I Think They Are All Sold Out Already! Cant Seem To Get To The Shopping Cart Area. So I Assume They Are Gone.


----------



## mopar78 (Sep 23, 2004)

video jimmy you can contact autoworld @574-243-3000.I think it's prompt #one to speak with someone,listen to the tape.I need to call them in the morning cause i just ordered two chevies and it didn't give me a price for the postage,only the price for the cars


----------



## JordanZ870 (Nov 25, 2004)

I ordered 2 this morn @ 5am. I had no trouble connecting or purchasing.


----------



## noddaz (Aug 6, 1999)

Ok... I fell for it...
I just ordered my two...
*sigh*


----------



## A/FX Nut (May 28, 2004)

I went for it. I ordered 2 and had no trouble with it. Now we wait.  Randy.


----------



## jack0fall (Sep 8, 2004)

videojimmy said:


> Same thing when I tried to order up the chevy's.... I place the order, go to check out and hit another dead link.
> 
> it reads:
> Fatal error: Call to undefined function: get_shiptotal() in /home/autoworl/public_html/catalog/includes/modules/shipping/indvship.php on line 53
> ...


VJ, Had the same thing happen to me. I logged back in this evening and just clicked on the check-out button on top of the window at the far right.... HTH

Jeff


----------



## T-jetjim (Sep 12, 2005)

VideoJimmy - I sure hope it is not the slot Gods telling you that you have too many slot cars already! lol
Jim


----------



## roadrner (Jul 21, 1999)

Well, I drank the kool aid too.

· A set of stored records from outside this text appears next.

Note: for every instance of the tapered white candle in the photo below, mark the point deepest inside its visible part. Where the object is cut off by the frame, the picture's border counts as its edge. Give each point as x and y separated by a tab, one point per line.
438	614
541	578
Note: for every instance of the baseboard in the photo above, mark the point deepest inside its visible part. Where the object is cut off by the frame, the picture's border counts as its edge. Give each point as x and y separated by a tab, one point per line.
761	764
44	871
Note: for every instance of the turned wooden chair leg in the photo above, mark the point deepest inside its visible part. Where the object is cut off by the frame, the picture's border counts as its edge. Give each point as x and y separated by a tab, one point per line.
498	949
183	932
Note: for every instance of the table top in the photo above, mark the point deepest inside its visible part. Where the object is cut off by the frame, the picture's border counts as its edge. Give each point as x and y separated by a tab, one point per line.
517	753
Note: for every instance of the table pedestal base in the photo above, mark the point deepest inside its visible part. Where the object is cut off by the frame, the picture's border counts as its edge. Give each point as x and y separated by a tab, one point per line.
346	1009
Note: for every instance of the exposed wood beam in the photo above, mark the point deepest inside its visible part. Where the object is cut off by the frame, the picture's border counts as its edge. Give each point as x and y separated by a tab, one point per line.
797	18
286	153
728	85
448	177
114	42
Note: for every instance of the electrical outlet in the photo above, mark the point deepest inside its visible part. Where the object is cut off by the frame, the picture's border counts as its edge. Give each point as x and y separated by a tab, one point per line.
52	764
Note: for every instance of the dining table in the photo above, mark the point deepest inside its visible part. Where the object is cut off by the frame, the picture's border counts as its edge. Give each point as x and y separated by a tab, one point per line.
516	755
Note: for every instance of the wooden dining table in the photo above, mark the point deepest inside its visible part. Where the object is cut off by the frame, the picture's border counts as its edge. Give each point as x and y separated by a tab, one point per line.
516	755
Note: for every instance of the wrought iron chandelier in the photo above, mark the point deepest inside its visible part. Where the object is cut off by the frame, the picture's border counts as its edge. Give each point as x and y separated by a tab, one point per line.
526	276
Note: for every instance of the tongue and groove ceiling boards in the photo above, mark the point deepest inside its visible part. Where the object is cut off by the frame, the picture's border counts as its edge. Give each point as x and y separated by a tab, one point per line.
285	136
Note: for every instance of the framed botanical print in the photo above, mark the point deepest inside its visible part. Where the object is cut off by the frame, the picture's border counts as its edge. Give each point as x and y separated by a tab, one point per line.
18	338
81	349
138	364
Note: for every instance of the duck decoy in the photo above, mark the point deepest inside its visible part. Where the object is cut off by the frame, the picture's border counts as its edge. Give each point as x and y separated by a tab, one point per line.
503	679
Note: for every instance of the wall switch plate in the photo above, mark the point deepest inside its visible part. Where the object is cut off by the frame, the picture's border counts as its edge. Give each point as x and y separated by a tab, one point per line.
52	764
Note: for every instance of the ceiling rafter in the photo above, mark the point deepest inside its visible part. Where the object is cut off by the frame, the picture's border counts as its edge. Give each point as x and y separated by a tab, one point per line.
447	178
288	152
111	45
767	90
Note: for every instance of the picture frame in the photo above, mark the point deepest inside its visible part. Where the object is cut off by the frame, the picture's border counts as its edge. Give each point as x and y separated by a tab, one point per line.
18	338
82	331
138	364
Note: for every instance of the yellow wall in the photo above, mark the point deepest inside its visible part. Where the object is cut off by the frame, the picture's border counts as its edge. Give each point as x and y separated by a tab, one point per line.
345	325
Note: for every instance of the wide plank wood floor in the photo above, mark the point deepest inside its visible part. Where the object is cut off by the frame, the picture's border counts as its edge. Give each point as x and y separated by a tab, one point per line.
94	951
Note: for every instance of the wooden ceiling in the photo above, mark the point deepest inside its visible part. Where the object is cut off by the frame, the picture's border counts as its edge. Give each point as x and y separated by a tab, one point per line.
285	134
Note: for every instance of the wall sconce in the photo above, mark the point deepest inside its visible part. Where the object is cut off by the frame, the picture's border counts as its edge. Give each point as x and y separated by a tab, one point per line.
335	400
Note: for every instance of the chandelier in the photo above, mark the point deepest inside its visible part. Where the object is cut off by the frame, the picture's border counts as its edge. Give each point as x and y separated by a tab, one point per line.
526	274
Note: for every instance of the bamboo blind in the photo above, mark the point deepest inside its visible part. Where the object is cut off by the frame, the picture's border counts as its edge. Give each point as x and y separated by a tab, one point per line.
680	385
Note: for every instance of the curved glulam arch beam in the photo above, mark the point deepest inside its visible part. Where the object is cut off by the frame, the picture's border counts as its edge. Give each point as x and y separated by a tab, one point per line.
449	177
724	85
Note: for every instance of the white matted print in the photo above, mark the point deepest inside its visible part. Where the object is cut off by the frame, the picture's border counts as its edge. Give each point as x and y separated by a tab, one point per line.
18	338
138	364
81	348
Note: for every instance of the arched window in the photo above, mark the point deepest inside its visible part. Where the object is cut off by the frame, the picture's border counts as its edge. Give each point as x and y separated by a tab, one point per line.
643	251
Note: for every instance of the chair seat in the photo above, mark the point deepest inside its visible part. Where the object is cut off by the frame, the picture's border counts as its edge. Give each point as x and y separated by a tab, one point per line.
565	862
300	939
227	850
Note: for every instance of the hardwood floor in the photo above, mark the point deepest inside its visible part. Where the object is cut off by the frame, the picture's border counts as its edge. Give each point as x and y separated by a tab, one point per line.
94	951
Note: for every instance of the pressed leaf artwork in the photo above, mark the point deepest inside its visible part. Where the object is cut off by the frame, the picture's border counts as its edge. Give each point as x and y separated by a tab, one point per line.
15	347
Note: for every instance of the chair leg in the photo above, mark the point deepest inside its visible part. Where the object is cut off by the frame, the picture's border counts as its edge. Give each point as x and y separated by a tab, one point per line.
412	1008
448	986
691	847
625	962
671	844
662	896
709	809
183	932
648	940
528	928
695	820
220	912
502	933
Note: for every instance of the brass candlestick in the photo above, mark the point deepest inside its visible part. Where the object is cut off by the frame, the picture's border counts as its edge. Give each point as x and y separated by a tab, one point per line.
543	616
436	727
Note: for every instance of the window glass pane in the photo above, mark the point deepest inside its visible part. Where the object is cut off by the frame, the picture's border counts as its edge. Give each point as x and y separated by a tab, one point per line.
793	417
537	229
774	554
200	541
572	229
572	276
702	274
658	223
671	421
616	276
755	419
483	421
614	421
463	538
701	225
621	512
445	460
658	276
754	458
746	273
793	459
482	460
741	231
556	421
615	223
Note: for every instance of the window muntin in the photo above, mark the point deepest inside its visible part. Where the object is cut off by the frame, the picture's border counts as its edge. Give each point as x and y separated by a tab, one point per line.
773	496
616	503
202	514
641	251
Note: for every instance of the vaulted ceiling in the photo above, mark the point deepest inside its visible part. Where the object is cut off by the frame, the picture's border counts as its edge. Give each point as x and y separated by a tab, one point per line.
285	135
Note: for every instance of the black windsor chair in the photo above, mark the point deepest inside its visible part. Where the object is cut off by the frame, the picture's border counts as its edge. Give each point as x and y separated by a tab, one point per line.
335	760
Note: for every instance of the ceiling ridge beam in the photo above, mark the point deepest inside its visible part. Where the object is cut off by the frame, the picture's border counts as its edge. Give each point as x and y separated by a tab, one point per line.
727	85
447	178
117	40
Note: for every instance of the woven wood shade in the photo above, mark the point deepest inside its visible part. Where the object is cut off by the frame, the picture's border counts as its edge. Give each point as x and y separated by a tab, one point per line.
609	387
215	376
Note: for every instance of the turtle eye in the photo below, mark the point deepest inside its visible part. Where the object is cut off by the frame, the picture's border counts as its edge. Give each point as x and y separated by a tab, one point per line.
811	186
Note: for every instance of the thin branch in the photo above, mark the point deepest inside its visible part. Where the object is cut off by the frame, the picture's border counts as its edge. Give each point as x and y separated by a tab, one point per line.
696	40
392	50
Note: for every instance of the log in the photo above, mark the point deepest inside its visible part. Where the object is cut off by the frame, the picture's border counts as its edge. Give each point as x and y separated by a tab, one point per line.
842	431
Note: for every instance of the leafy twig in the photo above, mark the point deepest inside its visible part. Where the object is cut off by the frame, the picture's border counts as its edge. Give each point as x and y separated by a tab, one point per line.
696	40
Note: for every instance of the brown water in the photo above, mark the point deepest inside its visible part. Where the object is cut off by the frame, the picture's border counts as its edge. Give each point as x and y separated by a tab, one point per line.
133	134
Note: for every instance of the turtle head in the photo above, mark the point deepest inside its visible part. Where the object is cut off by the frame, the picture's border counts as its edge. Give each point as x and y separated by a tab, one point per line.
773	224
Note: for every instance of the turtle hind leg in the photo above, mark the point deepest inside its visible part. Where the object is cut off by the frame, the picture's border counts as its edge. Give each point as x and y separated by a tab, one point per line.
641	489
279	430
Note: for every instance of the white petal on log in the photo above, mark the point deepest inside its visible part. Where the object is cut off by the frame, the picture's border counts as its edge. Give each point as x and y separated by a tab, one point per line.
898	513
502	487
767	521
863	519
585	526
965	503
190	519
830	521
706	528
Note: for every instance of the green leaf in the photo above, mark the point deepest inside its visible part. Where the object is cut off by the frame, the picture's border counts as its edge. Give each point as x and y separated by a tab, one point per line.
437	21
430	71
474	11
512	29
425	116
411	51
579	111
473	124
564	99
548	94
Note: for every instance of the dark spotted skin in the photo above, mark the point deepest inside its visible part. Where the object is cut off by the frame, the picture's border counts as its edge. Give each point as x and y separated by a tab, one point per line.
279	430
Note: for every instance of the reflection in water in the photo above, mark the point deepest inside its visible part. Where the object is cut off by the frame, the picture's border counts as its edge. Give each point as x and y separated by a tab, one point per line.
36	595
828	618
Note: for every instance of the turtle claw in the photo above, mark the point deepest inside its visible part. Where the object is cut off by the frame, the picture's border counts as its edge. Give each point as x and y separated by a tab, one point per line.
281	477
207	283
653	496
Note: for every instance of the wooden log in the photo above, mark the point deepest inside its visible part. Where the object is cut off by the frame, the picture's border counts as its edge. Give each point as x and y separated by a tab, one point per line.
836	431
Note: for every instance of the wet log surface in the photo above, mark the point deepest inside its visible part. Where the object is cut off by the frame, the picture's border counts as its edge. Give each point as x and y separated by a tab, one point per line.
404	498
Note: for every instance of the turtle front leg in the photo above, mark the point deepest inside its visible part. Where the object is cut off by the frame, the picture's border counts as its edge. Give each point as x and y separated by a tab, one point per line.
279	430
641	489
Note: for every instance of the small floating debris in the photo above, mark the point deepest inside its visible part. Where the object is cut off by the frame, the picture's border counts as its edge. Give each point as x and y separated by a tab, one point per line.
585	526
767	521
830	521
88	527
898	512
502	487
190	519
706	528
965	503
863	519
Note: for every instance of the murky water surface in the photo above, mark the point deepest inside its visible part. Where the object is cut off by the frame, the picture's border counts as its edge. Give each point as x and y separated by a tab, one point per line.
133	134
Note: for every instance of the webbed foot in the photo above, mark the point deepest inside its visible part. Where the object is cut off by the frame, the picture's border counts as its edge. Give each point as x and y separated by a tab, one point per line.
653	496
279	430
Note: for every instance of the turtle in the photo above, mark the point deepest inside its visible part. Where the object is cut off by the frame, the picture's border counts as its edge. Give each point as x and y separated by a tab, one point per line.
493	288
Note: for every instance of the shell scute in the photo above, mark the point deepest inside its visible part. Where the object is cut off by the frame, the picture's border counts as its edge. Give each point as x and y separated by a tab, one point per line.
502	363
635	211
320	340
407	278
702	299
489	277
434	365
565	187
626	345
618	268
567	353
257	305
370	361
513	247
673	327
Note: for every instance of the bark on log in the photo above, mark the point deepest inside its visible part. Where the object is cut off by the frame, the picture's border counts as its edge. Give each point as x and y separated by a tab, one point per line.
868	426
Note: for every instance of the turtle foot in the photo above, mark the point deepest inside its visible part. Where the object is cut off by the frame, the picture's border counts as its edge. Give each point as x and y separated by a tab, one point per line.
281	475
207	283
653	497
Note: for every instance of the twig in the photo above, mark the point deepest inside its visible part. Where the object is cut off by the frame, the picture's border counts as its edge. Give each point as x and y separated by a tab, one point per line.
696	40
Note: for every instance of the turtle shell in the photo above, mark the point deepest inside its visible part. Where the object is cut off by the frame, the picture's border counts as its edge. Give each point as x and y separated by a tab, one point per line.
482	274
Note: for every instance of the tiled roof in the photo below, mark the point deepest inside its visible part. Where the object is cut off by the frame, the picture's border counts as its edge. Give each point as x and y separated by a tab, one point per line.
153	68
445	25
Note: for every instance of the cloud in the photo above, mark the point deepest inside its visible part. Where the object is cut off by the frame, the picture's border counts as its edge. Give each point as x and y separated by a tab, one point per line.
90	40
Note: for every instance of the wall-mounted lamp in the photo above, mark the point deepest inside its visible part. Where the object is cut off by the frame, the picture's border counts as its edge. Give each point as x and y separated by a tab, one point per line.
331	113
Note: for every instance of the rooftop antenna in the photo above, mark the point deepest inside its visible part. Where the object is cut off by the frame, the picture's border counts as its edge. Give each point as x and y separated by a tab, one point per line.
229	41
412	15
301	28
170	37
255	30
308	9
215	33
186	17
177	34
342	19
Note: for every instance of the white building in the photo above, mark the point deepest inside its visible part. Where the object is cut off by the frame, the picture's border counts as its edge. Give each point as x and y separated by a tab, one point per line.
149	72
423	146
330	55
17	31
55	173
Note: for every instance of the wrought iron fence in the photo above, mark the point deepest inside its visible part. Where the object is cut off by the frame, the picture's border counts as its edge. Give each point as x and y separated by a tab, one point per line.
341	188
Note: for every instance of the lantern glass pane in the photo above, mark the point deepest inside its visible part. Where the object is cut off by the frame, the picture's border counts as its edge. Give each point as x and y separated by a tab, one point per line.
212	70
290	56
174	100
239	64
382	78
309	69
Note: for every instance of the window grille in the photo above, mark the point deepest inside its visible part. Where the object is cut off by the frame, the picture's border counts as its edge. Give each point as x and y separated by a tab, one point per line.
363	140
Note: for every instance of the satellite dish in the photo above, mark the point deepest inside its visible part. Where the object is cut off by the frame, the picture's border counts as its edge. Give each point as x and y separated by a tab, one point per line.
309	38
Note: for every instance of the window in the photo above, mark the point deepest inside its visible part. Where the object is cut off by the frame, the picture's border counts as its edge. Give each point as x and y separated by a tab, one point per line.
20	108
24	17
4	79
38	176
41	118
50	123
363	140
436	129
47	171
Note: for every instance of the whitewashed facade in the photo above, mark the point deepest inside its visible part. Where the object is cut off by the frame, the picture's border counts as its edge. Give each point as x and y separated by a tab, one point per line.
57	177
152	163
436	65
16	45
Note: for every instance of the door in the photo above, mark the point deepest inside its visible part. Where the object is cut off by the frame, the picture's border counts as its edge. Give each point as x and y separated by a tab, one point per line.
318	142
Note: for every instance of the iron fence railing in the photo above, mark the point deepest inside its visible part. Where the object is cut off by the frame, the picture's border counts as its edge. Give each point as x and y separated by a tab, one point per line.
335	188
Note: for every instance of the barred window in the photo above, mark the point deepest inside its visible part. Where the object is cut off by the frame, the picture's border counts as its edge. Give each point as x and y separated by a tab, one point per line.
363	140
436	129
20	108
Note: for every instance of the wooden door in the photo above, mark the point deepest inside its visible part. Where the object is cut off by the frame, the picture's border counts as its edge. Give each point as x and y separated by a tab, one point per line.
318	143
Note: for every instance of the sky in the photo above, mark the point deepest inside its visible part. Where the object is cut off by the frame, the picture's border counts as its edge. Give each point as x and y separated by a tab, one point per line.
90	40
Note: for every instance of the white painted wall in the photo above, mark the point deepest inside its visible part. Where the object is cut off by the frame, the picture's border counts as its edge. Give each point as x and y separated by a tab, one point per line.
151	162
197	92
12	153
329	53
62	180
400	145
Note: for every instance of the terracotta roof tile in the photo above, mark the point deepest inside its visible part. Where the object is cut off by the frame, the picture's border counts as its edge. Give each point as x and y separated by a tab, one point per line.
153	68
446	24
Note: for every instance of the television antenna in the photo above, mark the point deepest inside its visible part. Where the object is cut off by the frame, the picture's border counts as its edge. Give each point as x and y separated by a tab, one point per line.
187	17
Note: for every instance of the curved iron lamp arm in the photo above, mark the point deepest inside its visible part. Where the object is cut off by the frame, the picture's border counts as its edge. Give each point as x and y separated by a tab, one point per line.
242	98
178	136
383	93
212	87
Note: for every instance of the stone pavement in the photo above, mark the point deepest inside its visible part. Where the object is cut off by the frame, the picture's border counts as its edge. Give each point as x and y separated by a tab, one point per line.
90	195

Anyway, they'll be a nice addition. :drunk: rr


----------



## coach61 (Sep 6, 2004)

noddaz said:


> Ok... I fell for it...
> I just ordered my two...
> *sigh*



Ya I know how ya feel...I took the money from the Get Joe a haircut fund.. opps did I say that outloud again?


----------



## roadrner (Jul 21, 1999)

Anyone receive their chrome 55s yet?  rr


----------



## chriscobbs (Nov 20, 2003)

roadrner said:


> Anyone receive their chrome 55s yet?  rr


No, but I just ordered them on Tuesday the 14th.


----------



## A/FX Nut (May 28, 2004)

The wait ended. I recieved my 2 Chrome 55's in the mail today. I mailed the check last Wednesday the 13th. 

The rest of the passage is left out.